To carry this adaptability/plasticity further, nerve roots superior to spinal cord section were dissected free, and while still connected superiorly, cut and imbedded into the distal segment of cord inferior to its transection. This provided significant return of function in many animals.9, 10, 11 Experiments to bring roots from inferior to the site of hemisection or transection, past it to implant in the superior segment of spinal cord, were just getting underway when Freeman contracted the illness that ended his life,12 but also showed significant return of function.

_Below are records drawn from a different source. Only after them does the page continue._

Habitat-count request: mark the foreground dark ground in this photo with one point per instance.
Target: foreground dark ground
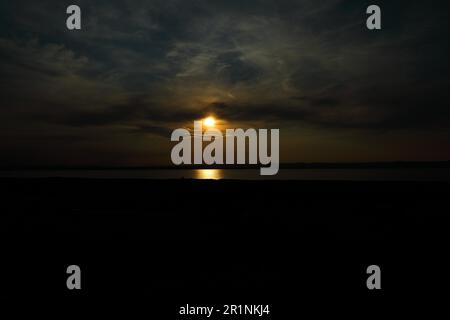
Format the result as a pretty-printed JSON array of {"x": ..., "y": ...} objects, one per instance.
[{"x": 162, "y": 244}]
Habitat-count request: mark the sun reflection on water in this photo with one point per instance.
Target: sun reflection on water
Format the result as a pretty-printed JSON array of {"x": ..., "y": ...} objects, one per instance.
[{"x": 209, "y": 174}]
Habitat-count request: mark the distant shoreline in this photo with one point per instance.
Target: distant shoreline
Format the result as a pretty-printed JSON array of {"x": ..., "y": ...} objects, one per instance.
[{"x": 302, "y": 165}]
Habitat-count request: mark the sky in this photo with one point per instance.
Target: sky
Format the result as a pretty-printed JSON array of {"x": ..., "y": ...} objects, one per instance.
[{"x": 111, "y": 93}]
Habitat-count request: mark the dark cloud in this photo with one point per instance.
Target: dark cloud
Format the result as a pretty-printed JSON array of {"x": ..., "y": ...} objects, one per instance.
[{"x": 146, "y": 67}]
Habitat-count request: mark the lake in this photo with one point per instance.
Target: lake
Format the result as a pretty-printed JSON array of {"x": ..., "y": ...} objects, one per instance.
[{"x": 381, "y": 174}]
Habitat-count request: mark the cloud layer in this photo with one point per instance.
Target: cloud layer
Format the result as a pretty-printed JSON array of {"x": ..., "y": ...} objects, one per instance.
[{"x": 139, "y": 69}]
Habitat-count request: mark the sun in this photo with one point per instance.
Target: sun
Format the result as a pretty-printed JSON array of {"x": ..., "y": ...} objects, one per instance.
[{"x": 209, "y": 122}]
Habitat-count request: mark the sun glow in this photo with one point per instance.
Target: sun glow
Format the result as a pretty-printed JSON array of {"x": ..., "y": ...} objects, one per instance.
[{"x": 209, "y": 122}]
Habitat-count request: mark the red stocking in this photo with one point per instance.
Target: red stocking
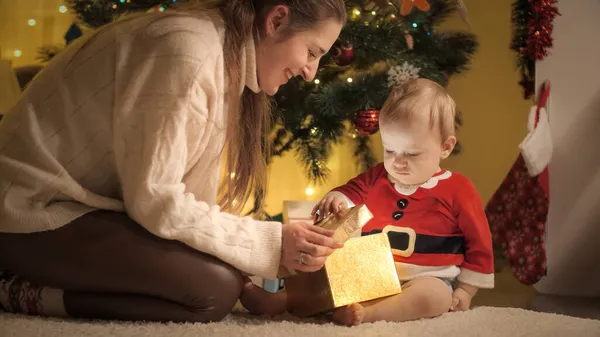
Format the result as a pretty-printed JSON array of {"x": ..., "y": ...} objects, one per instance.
[{"x": 518, "y": 209}]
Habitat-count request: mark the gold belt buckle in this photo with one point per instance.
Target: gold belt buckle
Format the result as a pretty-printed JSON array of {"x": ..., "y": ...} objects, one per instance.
[{"x": 412, "y": 237}]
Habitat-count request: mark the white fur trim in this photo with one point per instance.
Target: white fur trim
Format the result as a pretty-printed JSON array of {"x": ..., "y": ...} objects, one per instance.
[
  {"x": 429, "y": 184},
  {"x": 537, "y": 147},
  {"x": 479, "y": 280},
  {"x": 407, "y": 271}
]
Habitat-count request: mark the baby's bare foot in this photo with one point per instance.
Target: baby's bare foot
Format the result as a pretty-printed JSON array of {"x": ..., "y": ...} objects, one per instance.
[
  {"x": 350, "y": 315},
  {"x": 261, "y": 302}
]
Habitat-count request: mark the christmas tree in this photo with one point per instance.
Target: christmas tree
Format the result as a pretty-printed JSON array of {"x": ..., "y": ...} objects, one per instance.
[{"x": 382, "y": 44}]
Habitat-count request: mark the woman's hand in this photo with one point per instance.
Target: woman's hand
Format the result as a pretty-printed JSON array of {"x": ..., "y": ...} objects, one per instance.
[
  {"x": 305, "y": 247},
  {"x": 332, "y": 202}
]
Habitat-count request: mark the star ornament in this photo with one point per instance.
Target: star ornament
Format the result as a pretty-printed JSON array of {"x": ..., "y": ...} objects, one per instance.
[{"x": 407, "y": 6}]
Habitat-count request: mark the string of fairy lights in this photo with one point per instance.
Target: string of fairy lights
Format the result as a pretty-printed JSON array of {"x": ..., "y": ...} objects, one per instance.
[{"x": 32, "y": 23}]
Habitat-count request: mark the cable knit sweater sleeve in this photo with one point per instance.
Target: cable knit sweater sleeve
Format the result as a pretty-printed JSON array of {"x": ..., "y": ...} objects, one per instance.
[{"x": 165, "y": 108}]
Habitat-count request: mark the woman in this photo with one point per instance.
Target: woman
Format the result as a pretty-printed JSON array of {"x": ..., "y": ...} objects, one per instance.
[{"x": 110, "y": 163}]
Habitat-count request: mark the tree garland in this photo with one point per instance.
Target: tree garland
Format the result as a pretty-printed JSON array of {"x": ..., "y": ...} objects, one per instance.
[{"x": 532, "y": 37}]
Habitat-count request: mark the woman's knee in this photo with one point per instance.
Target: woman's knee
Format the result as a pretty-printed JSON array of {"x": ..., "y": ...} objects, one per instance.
[{"x": 212, "y": 293}]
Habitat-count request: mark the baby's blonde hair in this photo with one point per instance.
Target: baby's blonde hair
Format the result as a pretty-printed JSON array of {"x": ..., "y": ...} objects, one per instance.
[{"x": 420, "y": 96}]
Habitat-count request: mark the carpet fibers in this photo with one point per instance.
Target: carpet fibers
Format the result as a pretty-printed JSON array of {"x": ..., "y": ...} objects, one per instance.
[{"x": 481, "y": 321}]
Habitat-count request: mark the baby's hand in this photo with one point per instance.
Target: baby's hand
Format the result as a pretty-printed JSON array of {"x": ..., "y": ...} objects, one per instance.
[{"x": 333, "y": 202}]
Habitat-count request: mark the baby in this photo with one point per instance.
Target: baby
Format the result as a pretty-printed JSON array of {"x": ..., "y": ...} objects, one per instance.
[{"x": 434, "y": 218}]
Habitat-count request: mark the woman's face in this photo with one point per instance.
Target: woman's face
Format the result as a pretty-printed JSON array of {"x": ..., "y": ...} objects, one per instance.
[{"x": 280, "y": 57}]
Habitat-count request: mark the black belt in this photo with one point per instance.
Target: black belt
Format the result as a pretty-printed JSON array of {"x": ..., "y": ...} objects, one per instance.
[{"x": 425, "y": 244}]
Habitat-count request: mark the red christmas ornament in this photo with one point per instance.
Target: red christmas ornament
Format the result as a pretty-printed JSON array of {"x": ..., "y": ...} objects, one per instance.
[
  {"x": 367, "y": 121},
  {"x": 540, "y": 28},
  {"x": 344, "y": 55},
  {"x": 407, "y": 6}
]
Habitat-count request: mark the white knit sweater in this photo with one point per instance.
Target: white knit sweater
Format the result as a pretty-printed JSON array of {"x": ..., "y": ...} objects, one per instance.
[{"x": 133, "y": 119}]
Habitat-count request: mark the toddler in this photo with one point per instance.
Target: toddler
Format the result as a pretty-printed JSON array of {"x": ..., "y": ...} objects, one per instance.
[{"x": 434, "y": 218}]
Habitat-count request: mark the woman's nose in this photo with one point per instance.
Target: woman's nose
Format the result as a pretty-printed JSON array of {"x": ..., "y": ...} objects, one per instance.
[
  {"x": 400, "y": 162},
  {"x": 309, "y": 71}
]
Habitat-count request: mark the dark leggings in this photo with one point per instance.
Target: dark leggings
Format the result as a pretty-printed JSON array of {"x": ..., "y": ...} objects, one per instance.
[{"x": 110, "y": 267}]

Freeman's lifelong care for the spinal cord injured (para and quadriplegic SCI) men and women started during his World War II military service, and continued with enduring friendships throughout his life. He took paraplegic friends fishing for large muskellunge in a northern Wisconsin lake, and often invited them into his home to form lasting friendships with his wife and six children. In turn, paralyzed veterans helped raise funds for spinal cord research. In their search for government assistance, handicapped access into public buildings, arranging for conferences and resolving personal matters, Bill Freeman was regularly involved. He was an innovator, influential personally in organizing the Paralyzed Veterans of America (PVA) while he was in Military Service. During his relatively short lifetime, Bill Freeman had the privilege of seeing a complete reversal, in life expectancy after spinal cord injury, from around 12 months after injury to an almost normal life span.